# Inference in high-dimensional settings: Trade-offs between computational and statistical efficiency

This talk considers questions of two types concerning high-dimensional inference. First, given a practical (polynomial-time) algorithm, what are the statistical limitations of its performance? Second, how do such practical limitations compare to information-theoretic bounds, which apply to the performance of any algorithm regardless of its computational complexity?

We analyze these issues in high-dimensional versions of two canonical inference problems: (a) subset selection in linear regression; and (b) the sparse PCA or eigenvector problem.
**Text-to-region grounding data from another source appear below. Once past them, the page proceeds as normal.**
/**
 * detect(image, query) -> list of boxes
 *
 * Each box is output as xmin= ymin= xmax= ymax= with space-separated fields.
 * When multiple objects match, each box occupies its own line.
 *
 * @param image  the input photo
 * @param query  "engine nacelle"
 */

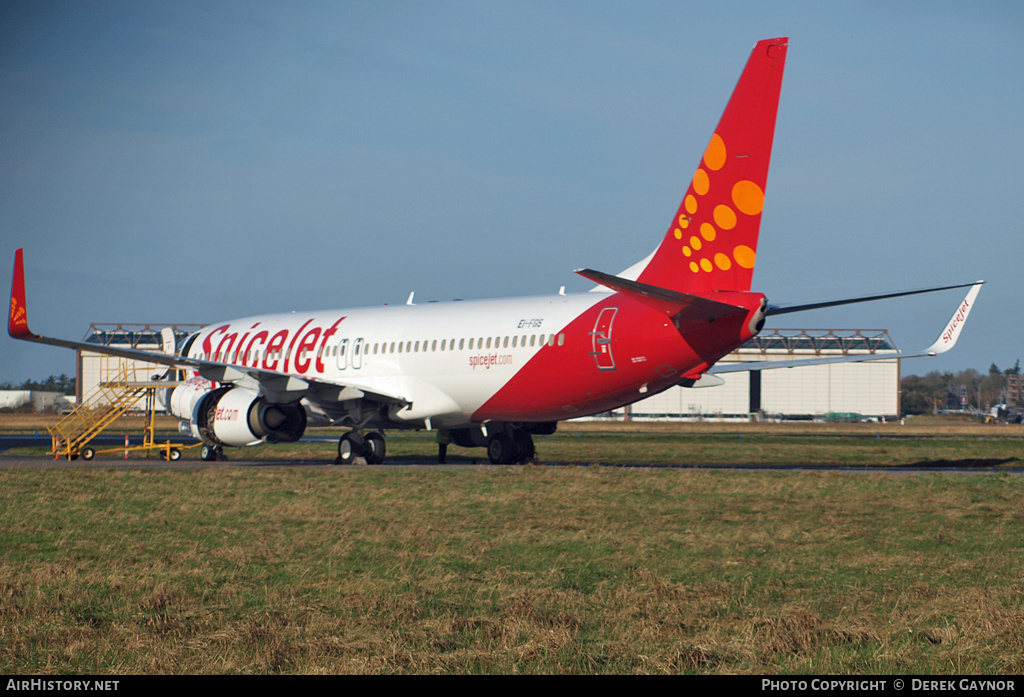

For both problems, we begin by analyzing simple polynomial-time methods based on convex relaxations: \ell_1-constrained quadratic programming (Lasso) for sparse regression, and a semidefinite programming (SDP) relaxation, due to Aspremont et al, for sparse PCA. For both methods, we provide precise thresholds on the sample size n that controls their success/failure as a function of the problem size p, and the sparsity index k. We then use information-theoretic methods to prove that these practical methods are order-optimal for sublinear sparsity (vanishing k/p), but highly sub-optimal for linear sparsity (k/p bounded away from zero).
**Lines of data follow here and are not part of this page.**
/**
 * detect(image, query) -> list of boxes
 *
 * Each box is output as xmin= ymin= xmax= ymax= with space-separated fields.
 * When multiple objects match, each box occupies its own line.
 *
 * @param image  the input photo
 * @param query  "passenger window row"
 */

Based on joint works with Arash Amini, Wei Wang, Kannan Ramchandran.

# Speaker Bio

Martin Wainwright is currently an assistant professor atUniversity of California at Berkeley, with a joint appointment between the Department of Statistics and the Department of Electrical Engineering and Computer Sciences. He received the Ph.D. degree in Electrical Engineering and Computer Science from Massachusetts Institute of Technology (MIT), for which he was awarded the George M. Sprowls Award for his doctoral dissertation. His research interests include statistical machine learning, high-dimensional statistics, information theory, and statistical signal processing. He has received an NSF CAREER award (2006), an Alfred P. Sloan Foundation Fellowship (2005), an Okawa Foundation Research Fellowship (2005), and a number of outstanding conference paper awards.